"Bad Dreams"
A Five Star Episode from Fringe: The Complete First Season

Oh God, where'd I put the car keys?! Bad Dreams opens innocently enough--a young mother is taking her daughter home from the circus through the New York City subway. The mother’s singing to her child as she navigates the nook and crannies of the subway station. When she finally arrives at the platform, it is empty, and she had just missed the train. The tension is building up quite nicely already, because--at this point in the game--you just know that something bad is going to happen. And when it finally does, it’s a shocker that comes right out of left field: Olivia abruptly shows up and shoves the woman in front of an oncoming train, killing her. Olivia then suddenly wakes up, and is relieved that it was just a weird dream. Yet as she’s watching the news over breakfast later, Olivia’s horrified to see a news report concerning the exact same woman whom she saw in her dream, who died in the exact same way.

Are you making that noise...or is it me? Written and directed by Akiva Goldsman, who won an Oscar for his script A Beautiful Mind (and who also wrote the abysmally bad Batman Forever and Batman & Robin--but we’ll cut him some slack for that), Bad Dreams is an enthralling story that grabs you by the collar from the opening moment. At first, you begin to wonder if Olivia really could have done something like this--and Anna Torv’s tortured performance in this episode is marvelous, as Olivia soon wonders the same thing about herself. If Bound showed that Olivia can be a bad-ass, then Bad Dreams shows a more vulnerable side of the tough FBI agent, who’s not above accepting a comforting hug from Peter during a particularly dark personal moment. These characters have come a long way from the pilot, when Olivia had to resort to blackmail to get Peter to work with her.

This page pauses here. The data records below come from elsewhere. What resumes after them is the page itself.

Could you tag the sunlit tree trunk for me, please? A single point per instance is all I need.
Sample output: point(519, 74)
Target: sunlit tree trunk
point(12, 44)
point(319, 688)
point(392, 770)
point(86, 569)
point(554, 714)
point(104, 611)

Enough caffine for you, Walter.... The writing is crisp, oftentimes funny and overall very well done, with a gripping confrontation on top of a building that’s almost Hitchcockian in its striking setting and execution. Goldsman, a fan of Fringe himself, gives each cast member a great character moment, and John Noble’s Walter winds up getting the best, hilariously deadpan line of the episode: "I do hope Agent Dunham meant to do that…." The first season of Fringe was shot in New York City, whose streets and surrounding areas substituted for Boston. But by setting this story in the Big Apple itself, Goldsman the director gives this episode of sense of scope and place that’s a rare thing to see in today’s television. Bad Dreams is more than just another episode that advances the series’ fascinating mythology, it stands alone as a great, classic episode in its own right.